Alpha 1-Antitrypsin Deficiency

Status
Completed
Phase
Phase 4
Locations
International
Study Type
Interventional
Intervention
Alpha1-Proteinase Inhibitor
Sponsored by
Baxalta now part of Shire
About
Eligibility
Locations
Outcomes
Full info

About this trial

This is an interventional treatment trial for Alpha 1-Antitrypsin Deficiency

Eligibility Criteria

18 Years - undefined (Adult, Older Adult)All SexesDoes not accept healthy volunteers

Inclusion Criteria:

  • Signed and dated informed consent.
  • Male or female 18 years of age or older.
  • Documented, endogenous serum α1-PI level < 40 mg/dL measured at screening (unless otherwise approved by the Sponsor) after a minimum of 28-day washout of any prior replacement therapy (if applicable).
  • Phenotype Pi Z (which includes Pi*Z/Z, Pi*Z/Null, or Pi*Malton/Z), or Pi*Null/Null.

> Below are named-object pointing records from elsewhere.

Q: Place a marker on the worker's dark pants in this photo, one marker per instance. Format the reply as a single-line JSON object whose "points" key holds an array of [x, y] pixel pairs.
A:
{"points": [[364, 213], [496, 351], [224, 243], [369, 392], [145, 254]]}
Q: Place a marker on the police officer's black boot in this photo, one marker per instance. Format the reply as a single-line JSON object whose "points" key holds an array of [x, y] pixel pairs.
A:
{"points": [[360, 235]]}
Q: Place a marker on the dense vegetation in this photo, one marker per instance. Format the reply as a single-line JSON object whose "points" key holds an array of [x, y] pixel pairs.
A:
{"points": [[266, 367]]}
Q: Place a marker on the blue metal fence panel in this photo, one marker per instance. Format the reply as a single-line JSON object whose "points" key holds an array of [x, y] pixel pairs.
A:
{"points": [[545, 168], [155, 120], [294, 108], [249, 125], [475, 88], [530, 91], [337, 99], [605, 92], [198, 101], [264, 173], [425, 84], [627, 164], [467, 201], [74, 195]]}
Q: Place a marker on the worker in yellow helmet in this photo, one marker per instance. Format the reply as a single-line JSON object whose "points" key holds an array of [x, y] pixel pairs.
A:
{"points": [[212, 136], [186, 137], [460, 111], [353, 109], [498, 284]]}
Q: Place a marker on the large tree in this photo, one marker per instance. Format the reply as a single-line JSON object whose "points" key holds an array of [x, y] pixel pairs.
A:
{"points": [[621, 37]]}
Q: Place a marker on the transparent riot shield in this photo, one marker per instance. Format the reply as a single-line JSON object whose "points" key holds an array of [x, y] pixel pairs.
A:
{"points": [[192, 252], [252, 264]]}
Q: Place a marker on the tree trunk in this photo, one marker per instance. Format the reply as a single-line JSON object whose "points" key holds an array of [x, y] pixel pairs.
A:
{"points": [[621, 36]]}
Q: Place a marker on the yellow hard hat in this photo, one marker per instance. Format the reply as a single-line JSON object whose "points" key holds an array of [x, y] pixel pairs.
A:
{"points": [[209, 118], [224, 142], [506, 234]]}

  • Pulmonary functions at screening meeting the following criteria:

    1. Forced expiratory volume at 1 second (FEV1) >= 50% of predicted value; or
    2. FEV1 > 35% of predicted value and diffusing capacity for carbon monoxide > 45% of predicated value, with no supplemental oxygen therapy and < 3 pulmonary exacerbations or bronchitis requiring antibiotics/corticosteroids within the past 12 months).
  • For any female of childbearing potential, a negative urine test for pregnancy within 7 days prior to the first bronchoalveolar lavage (BAL) visit and agreement to employ adequate birth control measures for the duration of the study.
  • No clinically significant abnormalities detected on a 12-lead electrocardiogram (ECG) performed at the screening visit (ECG previously obtained within the past 12 months may be used, if available).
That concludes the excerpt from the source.